In 2012 Chesky Records developed Binaural+, a processing technique claimed to make binaural recordings sound spatially realistic through headphones and loudspeakers. Melissa Menago’s acoustic folk-styled live debut Little Crimes was recorded using Binaural+ in a Brooklyn church during a thunderstorm! Menago delivers a relaxed and utterly captivating 50 minutes of contemporary arrangements, underpinned by beautifully expressed lyrics that are stylised with a fun edginess and emotional vulnerability. Chesky’s reproduction of the church’s rich and spacious acoustics adds immeasurably to the imagery and delivers Menago’s gently uplifting recital in all its understated elegance.
Nik Bärtsch’s Mobile
Years ago I heard Nik Bärtsch’s music for the first time and I was hooked immediately. Up till this year I thought the best record of this Swiss composer/piano player was Ronin Live, an album he made with his electric zen funk band Ronin. But this year he produced Continuum, an even more impressive album made with his other ensemble; the acoustic group Mobile that he formed some twenty years ago. Now a quartet with Ronin regulars reed multi-instrumentalist Sha and drummer Kaspar Rast, rounded out with drummer/tuned percussionist Nicolas Stocker. For Continuum, my favourite album of 2016, Bärtsch added a string quintet that accompanies the group on three of the eight tracks. Together they create a mixture of progressive jazz and minimalism that’s both captivating and hypnotising. The ECM label is, as ever, responsible for the great sound quality.
Jan de Jeu
A Moon Shaped Pool
The sixth album in a career approaching 30 years, Radiohead are not a band to be rushed it seems. But their approach usually bears tasty fruit and that is definitely the case with Moon Shaped Pool. It strikes me as being more accessible and easy to enjoy than some of their output thanks to more in the way of real instruments, the acoustic guitar on Desert Island Disk or the electric one on the fine ‘Deck’s Dark’ are good examples. There are still plenty of electronic burblings but they form a background to the voice and instrumentation. This also sounds rather good, there’s lots of spatial and dynamic subtlety in Nigel Godrich’s mix and plenty of power in the likes of ‘Identikit’ and ‘Ful Stop’. Available on all formats it can be downloaded as a 24-bit/48kHz file which is quite a luxury.
What was said
The king of Scandinavian cool warmed up a little this year, he did this by inviting German/Afghan singer Simin Tander to add her sultry vocals to What was said and they fit like a dream. With songs in English and her native Pashto based on poetry and Persian philosophy that she weaves into entrancing patterns. Gustavsen’s piano is joined by Jarle Vespestad’s drums and the two get to work out at the end of each track to appealing effect. This is a superb sounding recording, ECMs usually are but the Rainbow Studio in Oslo with its B&W 802 monitors obviously helped push it a little further into the sublime.

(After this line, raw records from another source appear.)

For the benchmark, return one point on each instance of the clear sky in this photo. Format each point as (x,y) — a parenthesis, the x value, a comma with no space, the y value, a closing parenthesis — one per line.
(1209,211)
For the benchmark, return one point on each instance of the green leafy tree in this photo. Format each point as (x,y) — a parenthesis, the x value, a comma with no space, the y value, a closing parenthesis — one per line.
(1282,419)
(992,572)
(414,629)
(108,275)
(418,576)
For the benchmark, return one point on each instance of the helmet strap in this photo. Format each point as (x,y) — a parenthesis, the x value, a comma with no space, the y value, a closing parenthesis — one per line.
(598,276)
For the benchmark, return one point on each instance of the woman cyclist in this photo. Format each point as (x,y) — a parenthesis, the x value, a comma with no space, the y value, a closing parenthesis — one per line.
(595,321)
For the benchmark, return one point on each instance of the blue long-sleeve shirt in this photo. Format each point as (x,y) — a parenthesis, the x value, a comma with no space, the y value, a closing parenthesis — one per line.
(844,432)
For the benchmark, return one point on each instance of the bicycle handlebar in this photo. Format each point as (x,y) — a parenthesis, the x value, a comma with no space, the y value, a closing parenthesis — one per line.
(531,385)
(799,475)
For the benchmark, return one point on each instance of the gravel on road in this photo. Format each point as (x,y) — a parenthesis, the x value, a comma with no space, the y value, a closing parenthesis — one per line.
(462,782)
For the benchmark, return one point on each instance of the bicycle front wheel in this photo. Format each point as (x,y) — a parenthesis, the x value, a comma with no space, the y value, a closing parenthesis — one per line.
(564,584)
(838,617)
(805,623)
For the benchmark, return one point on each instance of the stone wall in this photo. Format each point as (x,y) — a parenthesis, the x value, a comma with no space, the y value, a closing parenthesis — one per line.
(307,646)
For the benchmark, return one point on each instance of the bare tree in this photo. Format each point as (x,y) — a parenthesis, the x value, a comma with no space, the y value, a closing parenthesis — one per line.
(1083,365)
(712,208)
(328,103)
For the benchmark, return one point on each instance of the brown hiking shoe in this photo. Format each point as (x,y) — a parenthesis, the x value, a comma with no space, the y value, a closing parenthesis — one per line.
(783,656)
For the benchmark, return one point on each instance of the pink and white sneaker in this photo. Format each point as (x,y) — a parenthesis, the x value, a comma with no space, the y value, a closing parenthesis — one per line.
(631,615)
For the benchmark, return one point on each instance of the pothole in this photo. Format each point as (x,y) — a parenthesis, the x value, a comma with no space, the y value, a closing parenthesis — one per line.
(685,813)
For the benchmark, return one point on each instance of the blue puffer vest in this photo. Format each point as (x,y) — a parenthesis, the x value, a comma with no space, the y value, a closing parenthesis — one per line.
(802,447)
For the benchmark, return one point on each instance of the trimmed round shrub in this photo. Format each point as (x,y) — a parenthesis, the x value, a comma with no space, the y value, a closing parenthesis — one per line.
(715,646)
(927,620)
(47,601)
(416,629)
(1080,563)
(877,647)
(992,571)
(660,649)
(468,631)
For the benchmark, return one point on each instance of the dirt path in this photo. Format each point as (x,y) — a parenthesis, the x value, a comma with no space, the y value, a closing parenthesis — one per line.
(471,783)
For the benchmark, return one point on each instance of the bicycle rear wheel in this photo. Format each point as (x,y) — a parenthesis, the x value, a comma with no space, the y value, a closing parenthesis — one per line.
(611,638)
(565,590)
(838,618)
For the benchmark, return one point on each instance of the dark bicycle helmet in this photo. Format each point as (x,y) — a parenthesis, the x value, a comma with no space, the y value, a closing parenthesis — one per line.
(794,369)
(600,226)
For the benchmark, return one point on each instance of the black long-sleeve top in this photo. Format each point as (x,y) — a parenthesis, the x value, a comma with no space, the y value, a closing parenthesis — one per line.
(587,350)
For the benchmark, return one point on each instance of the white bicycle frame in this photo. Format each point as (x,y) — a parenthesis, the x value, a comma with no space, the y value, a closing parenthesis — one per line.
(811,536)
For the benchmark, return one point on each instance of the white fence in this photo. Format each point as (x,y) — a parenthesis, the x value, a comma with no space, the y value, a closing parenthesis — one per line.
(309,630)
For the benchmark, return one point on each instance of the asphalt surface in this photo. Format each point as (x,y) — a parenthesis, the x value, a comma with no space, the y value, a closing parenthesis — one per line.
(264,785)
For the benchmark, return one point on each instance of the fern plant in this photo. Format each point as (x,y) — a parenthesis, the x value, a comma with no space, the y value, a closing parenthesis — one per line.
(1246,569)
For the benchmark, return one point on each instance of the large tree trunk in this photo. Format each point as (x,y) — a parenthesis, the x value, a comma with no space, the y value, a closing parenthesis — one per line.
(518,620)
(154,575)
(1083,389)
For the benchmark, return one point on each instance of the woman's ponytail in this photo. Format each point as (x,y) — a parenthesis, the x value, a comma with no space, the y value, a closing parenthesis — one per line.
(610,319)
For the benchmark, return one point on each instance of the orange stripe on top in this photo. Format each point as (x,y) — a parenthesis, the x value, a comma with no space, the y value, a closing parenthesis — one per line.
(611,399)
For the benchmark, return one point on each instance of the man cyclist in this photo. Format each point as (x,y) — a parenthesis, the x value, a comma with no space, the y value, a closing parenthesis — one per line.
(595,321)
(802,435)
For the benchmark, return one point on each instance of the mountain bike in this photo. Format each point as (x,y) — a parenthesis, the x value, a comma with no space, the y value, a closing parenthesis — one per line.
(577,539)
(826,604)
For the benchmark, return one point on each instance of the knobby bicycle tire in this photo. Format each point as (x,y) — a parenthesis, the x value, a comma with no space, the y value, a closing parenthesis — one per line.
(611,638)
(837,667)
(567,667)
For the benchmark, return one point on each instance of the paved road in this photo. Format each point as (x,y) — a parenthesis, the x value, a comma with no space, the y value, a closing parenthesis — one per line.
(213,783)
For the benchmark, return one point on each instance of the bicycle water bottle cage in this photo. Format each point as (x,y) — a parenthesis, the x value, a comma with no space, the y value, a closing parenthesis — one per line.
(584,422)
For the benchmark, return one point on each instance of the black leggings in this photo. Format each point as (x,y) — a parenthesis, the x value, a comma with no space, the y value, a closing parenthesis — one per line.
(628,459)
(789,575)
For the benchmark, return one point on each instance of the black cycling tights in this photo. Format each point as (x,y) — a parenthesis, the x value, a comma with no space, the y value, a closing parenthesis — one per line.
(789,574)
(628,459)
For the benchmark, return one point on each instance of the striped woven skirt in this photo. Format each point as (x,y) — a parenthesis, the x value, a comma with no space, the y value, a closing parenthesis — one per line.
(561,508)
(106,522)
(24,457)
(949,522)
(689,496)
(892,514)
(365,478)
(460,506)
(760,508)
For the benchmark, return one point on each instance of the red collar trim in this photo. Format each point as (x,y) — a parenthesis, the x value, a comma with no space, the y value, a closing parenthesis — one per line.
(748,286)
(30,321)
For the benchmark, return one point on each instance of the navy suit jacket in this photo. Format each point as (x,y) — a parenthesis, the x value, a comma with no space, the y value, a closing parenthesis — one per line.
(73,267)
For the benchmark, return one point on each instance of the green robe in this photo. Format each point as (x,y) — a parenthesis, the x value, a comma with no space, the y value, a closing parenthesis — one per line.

It has been a year that has seen the release of a great album by one of Europe’s most emotive pianists, Tord Gustavsen’s What was said is a beautiful minimalist album with a newly formed Trio. Mop Mop, the Italo-German band released the colourful, rhythmic Afro-Caribbean themed gem, on Lunar Love on which they are joined again by the great Anthony Josef who has in turn released his own album, Caribbean Roots, a very introspective identity themed project.
However, the three albums that have seen the heaviest rotation on my system are:
On Dylan Different, Ben Sidran has re-created Dylan in a way that made the Dylan in Dylan more Dylan. A must have in the collection of any fan of the Nobel laureate.
A group of brilliant musicians answering to the names Klaus Gesing, Bjorn Meyer and Samuel Rohrer created something akin to musical magic with the deeply haunting Amiira.
But the album I listen to the most though is Ethics by the French bass player Michel Benita and his band, this 2010 release is a musical tour de force of a variety that one rarely encounters.